Optimal conversion from Rényi Differential Privacy to $f$-Differential Privacy

We prove the conjecture stated in Appendix F.3 of [Zhu et al. (2022)]: among all conversion rules that map a Rényi Differential Privacy (RDP) profile $\tau \mapsto \rho(\tau)$ to a valid hypothesis-testing trade-off $f$, the rule based on the intersection of single-order RDP privacy regions is optimal. This optimality holds simultaneously for all valid RDP profiles and for all Type I error levels $\alpha$. Concretely, we show that in the space of trade-off functions, the tightest possible bound is $f_{\rho(\cdot)}(\alpha) = \sup_{\tau \geq 0.5} f_{\tau,\rho(\tau)}(\alpha)$: the pointwise maximum of the single-order bounds for each RDP privacy region.
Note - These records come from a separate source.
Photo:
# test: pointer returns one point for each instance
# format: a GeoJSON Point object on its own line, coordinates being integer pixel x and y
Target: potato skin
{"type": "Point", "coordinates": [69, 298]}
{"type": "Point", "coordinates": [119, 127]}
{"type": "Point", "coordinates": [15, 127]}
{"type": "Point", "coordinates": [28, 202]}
Our proof unifies and sharpens the insights of [Balle et al. (2019)], [Asoodeh et al. (2021)], and [Zhu et al. (2022)]. Our analysis relies on a precise geometric characterization of the RDP privacy region, leveraging its convexity and the fact that its boundary is determined exclusively by Bernoulli mechanisms. Our results establish that the "intersection-of-RDP-privacy-regions" rule is not only valid, but optimal: no other black-box conversion can uniformly dominate it in the Blackwell sense, marking the fundamental limit of what can be inferred about a mechanism's privacy solely from its RDP guarantees.